On Wednesday, India's apex court gave notice to the government that they were setting up a Constitutional Bench to hear a plea challenging the revocation of the special status of Jammu and Kashmir.
The court's decision has come as a setback for the Narendra Modi Government, as its top lawyers had earlier expressed concern about the court possibly challenging the parliamentary move.
The Supreme Court of India issued a notice to the government over the 5 August decision while referring the matter to the five-judge Constitutional Bench.
The court was hearing at least eight petitions challenging the actions of the government on Wednesday.
The court issued the notice despite stiff opposition by country's top law officers -- Attorney General K.K. Venugopal and Solicitor General Tushar Mehta - who was representing the government on the matter.
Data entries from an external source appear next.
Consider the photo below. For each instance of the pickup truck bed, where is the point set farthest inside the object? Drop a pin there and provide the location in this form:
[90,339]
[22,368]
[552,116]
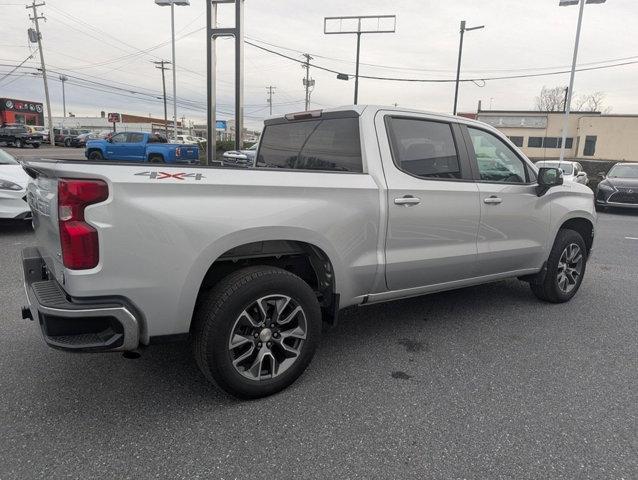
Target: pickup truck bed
[344,207]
"The Article 370 issue has international and cross-border implications. Whatever statements are made here are sent to the United Nations," Attorney General Venugopal said while mentioning that the matter is very sensitive in nature.
Mehta also echoed the sentiments of Venugupal saying, "The matter has grave cross border implications".
Both the government lawyers pleaded to the three-judge Bench that no official notice be issued. Nevertheless, Chief Justice of India Ranjan Gogoi said the Bench would not reverse the order.
Pakistan had already raised the issue at several international fora including the UN; after the Indian government decided to repeal Article 370, which had granted special status to the state of Jammu and Kashmir for the past seven decades.
On Wednesday, Pakistan Foreign Minister Shah Mahmood Qureshi said Prime Minister Imran Khan would forcefully present aspirations of Kashmiri people before the international community during his address to the UN General Assembly (UNGA) next month.
Pakistan claimed under the 1972 Simla Agreement that both Pakistan and India were bound to resolve Kashmir dispute bilaterally.